Ma ancora una volta, a giudicare dalla sfida di Araghchi, l’Iran non sembra avere particolare fretta di genuflettersi all’Impero. Questo può solo significare che l’Iran ritiene che le sue possibilità siano piuttosto buone, il che si riflette ulteriormente sul livello di logoramento che l’Iran ha subito finora. Israele, invece, continua a subire effetti economici sempre più gravi:
“Maersk ha sospeso tutti gli scali navali ad Haifa, l’unico porto di acque profonde/hub pienamente operativo in Israele. Con il porto di Ashdod limitato dalla sua vicinanza a Gaza e il porto di Eilat ormai inattivo a causa del blocco del Mar Rosso, l’accesso marittimo di Israele si sta avvicinando all’isolamento strategico”.

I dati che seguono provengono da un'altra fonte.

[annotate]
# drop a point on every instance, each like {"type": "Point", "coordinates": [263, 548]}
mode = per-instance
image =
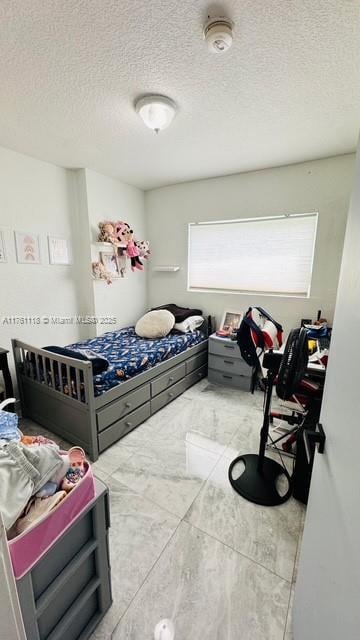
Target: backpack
{"type": "Point", "coordinates": [258, 331]}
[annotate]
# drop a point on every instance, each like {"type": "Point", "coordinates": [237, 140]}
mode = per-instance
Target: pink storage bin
{"type": "Point", "coordinates": [27, 548]}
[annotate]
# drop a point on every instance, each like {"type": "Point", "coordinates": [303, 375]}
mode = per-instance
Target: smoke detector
{"type": "Point", "coordinates": [218, 33]}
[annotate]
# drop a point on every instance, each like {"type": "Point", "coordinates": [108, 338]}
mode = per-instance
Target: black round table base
{"type": "Point", "coordinates": [256, 486]}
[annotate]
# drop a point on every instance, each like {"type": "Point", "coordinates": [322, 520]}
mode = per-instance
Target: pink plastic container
{"type": "Point", "coordinates": [27, 548]}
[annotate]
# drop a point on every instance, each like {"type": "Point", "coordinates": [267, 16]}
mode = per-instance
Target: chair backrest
{"type": "Point", "coordinates": [258, 331]}
{"type": "Point", "coordinates": [293, 364]}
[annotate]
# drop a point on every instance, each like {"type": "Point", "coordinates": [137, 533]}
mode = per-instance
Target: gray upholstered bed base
{"type": "Point", "coordinates": [95, 423]}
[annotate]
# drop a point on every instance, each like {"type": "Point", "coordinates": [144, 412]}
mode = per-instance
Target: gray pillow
{"type": "Point", "coordinates": [155, 324]}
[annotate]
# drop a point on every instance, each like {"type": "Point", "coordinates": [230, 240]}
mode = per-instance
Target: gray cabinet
{"type": "Point", "coordinates": [226, 366]}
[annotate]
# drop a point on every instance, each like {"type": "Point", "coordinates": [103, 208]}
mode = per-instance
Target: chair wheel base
{"type": "Point", "coordinates": [260, 486]}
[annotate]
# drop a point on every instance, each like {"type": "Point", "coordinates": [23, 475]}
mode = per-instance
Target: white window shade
{"type": "Point", "coordinates": [258, 255]}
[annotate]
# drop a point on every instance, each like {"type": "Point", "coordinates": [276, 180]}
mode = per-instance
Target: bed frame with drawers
{"type": "Point", "coordinates": [96, 422]}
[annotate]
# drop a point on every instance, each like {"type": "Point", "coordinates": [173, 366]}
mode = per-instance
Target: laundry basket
{"type": "Point", "coordinates": [28, 547]}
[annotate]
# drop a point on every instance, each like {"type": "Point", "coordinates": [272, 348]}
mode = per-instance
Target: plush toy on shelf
{"type": "Point", "coordinates": [144, 248]}
{"type": "Point", "coordinates": [107, 232]}
{"type": "Point", "coordinates": [100, 273]}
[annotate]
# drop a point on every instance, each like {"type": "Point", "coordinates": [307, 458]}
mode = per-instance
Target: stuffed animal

Ricordiamo che anche gli aeroporti israeliani sono ora bloccati, con i leader israeliani che vietano alle persone di fuggire in modo permanente dalla nave che affonda. Forse stanno anche cercando di usare gli ebrei stranieri in visita come scudi umani per creare altre “tragedie” a livello di pubbliche relazioni, come sembra essere il caso in questione:
Una cosa è certa: mentre gli attacchi dell’Iran sono diminuiti, sono diminuiti anche i colpi notevoli di Israele, in particolare dopo che l’Iran ha lanciato un’indagine su scala nazionale che ha finora portato alla cattura di decine di agenti israeliani. Il Mossad, almeno per ora, è stato criticamente indebolito in Iran, il che ha comportato un netto calo dei “successi”. Per ora Israele fa girare le ruote, colpendo “siti nucleari” vuoti o non essenziali senza alcun effetto, solo per evocare un senso di slancio per la sua operazione in calo, mentre l’Iran si riorganizza lentamente e mette il Paese su una base bellica.

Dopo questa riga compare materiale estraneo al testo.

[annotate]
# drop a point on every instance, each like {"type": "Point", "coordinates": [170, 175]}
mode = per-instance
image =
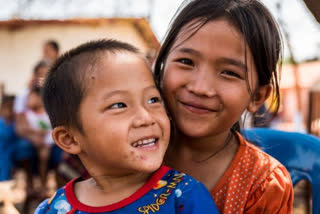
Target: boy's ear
{"type": "Point", "coordinates": [259, 97]}
{"type": "Point", "coordinates": [65, 140]}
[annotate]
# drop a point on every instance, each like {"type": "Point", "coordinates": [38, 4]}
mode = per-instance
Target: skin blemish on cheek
{"type": "Point", "coordinates": [141, 157]}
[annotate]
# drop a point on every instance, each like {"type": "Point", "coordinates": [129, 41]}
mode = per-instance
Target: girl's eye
{"type": "Point", "coordinates": [154, 100]}
{"type": "Point", "coordinates": [117, 105]}
{"type": "Point", "coordinates": [186, 61]}
{"type": "Point", "coordinates": [231, 73]}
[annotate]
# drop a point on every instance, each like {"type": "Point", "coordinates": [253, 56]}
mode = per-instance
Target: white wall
{"type": "Point", "coordinates": [21, 49]}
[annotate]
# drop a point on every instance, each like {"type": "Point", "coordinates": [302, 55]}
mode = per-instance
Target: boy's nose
{"type": "Point", "coordinates": [143, 118]}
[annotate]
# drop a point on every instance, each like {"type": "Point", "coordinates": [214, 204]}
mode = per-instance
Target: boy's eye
{"type": "Point", "coordinates": [231, 73]}
{"type": "Point", "coordinates": [117, 105]}
{"type": "Point", "coordinates": [185, 61]}
{"type": "Point", "coordinates": [154, 100]}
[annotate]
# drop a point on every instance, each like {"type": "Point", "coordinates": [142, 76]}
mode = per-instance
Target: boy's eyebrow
{"type": "Point", "coordinates": [150, 87]}
{"type": "Point", "coordinates": [189, 51]}
{"type": "Point", "coordinates": [108, 95]}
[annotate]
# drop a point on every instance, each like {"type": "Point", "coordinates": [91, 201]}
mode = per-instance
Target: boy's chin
{"type": "Point", "coordinates": [150, 167]}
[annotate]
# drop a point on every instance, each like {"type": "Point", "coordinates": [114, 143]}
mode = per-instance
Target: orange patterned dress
{"type": "Point", "coordinates": [255, 182]}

Dopo l’iniziale “slancio” e i fuochi d’artificio, entriamo ora in una nuova fase di scontro che metterà alla prova la resistenza di ciascun Paese. Gli Stati Uniti continuano a schierare forze massicce ovunque, dall’Arabia Saudita a Diego Garcia, e potrebbero far pendere la bilancia a favore di Israele se Trump si impegnasse in una massiccia operazione di lunga durata. Ma non dobbiamo illuderci di pensare che gli Stati Uniti non andrebbero incontro a gravi conseguenze: Trump si era appena rimbalzato vantando che “i salari sono saliti” al livello più alto degli ultimi 60 anni e si stava nuovamente vantando del “miracolo economico” che sta presiedendo. La chiusura di Hormuz e l’impennata dei prezzi del petrolio a livelli empi distruggerebbero quel miracolo e manderebbero nelle fogne l'”età dell’oro” di Trump, che sicuramente è il suo pensiero più importante mentre tiene il dito su quel pulsante rosso.